Involuntarily, Rafe found himself lifting his right foot and putting all his weight on the left. His under-mind was searching urgently for the means of slipping out from the control of the broadcast now holding him. It was like the broadcast he had felt in the mountain stronghold, like that of the power broadcasts themselves, but much more effective and encompassing than either. Still, if he had been able to handle the others, he should be able now . . .
“I could make you both stand like that until you died,” said the creature—it was h
ard to think of it as a man in spite of its enormous body, as long as it kept talking in its fluting, little-child voice. The clear blue eyes focused on Rafe now. “You know that, don’t you? Say you do.”
“I do,” said Rafe involuntarily.
“Oh, but you’ve got to say it better than that!” The child-face was scowling again. “You’ve got to say it as if you knew it was true. Because it is. Don’t you know that?”
“Yes,” said Rafe, once more involuntarily. His single supporting leg was beginning to feel the strain. Beside him, there was a small noise, and out of the corner of his eye he saw Gaby fall. The attention of the creature in the throne turned to her.
“Why did you do that?” he demanded. “Is there something wrong with your leg, so you can’t stand on it? Tell me!”
The power broadcast suddenly stopped. They were free of compulsion.
“I’ve been a cripple for several years,” Gaby’s voice answered from the rug. “I just started walking again a few days ago.”
She climbed slowly to her feet. Rafe was measuring the distance of less than twelve feet between himself and the creature on the throne. If he could just get to the other fast enough . . .
“You would, would you?” said their captor suddenly, shifting his eyes back to Rafe. “You’d try to hurt me, would you?

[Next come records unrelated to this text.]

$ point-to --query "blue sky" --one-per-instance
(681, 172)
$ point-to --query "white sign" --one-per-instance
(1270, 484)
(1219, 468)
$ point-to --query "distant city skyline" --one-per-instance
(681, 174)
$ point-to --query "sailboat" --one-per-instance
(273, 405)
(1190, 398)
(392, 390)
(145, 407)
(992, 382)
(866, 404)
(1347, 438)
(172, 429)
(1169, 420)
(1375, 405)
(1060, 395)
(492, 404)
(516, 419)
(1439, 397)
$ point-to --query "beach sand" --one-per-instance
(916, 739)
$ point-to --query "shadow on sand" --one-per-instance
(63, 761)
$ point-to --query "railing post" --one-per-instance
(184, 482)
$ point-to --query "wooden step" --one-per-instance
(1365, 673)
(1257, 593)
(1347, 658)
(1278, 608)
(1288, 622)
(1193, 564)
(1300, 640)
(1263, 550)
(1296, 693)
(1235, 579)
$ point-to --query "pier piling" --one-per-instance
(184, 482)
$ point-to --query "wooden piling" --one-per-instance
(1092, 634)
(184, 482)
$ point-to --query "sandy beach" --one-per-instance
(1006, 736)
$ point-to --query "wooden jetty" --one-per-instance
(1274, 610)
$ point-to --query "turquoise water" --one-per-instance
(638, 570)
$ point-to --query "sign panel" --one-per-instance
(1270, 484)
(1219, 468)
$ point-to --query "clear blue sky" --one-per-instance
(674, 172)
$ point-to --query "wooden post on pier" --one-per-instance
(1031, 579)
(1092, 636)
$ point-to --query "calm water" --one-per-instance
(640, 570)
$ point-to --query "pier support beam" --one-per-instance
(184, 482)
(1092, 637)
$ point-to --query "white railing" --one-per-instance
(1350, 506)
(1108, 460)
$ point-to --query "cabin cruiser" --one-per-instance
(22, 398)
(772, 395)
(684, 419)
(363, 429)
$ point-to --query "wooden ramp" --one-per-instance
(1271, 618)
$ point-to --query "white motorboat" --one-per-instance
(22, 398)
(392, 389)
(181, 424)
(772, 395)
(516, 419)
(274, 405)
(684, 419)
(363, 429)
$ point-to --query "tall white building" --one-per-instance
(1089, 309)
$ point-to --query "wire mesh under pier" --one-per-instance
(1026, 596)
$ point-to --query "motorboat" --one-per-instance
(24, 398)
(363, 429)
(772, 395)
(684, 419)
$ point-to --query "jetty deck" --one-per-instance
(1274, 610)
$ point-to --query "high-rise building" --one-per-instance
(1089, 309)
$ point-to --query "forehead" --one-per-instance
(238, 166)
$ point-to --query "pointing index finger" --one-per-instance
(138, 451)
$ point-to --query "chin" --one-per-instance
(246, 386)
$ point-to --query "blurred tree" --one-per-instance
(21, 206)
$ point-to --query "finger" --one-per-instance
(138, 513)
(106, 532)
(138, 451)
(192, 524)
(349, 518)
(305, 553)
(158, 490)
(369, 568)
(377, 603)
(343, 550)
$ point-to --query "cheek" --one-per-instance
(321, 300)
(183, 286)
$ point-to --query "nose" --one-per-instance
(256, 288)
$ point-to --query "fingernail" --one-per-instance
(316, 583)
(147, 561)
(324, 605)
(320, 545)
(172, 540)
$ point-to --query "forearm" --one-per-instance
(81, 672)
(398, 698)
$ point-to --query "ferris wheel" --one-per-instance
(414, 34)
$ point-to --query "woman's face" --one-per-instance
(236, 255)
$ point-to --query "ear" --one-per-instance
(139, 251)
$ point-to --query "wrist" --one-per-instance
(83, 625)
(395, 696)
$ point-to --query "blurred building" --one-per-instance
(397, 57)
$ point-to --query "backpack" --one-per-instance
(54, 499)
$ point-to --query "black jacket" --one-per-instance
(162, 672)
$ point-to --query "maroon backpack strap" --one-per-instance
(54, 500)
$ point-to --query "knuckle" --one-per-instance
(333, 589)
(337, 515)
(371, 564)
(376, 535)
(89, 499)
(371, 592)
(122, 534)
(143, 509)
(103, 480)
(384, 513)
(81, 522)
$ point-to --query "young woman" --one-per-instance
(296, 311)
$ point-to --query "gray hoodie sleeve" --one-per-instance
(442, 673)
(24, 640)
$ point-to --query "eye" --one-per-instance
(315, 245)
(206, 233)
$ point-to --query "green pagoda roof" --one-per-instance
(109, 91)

Don’t you know you can’t hurt me? Don’t you know who I am?”
“No,” said Rafe.
“Oh, yes, you do!” The child-face looked angry. “I’m the one you wanted to find because you think I’ve got your friend Ab Leesing. And I have, too. But I’m not going to give him back to you. I took him to make you come to me. Didn’t you know that? No, you didn’t. But I did. Can’t you guess who I am, now?”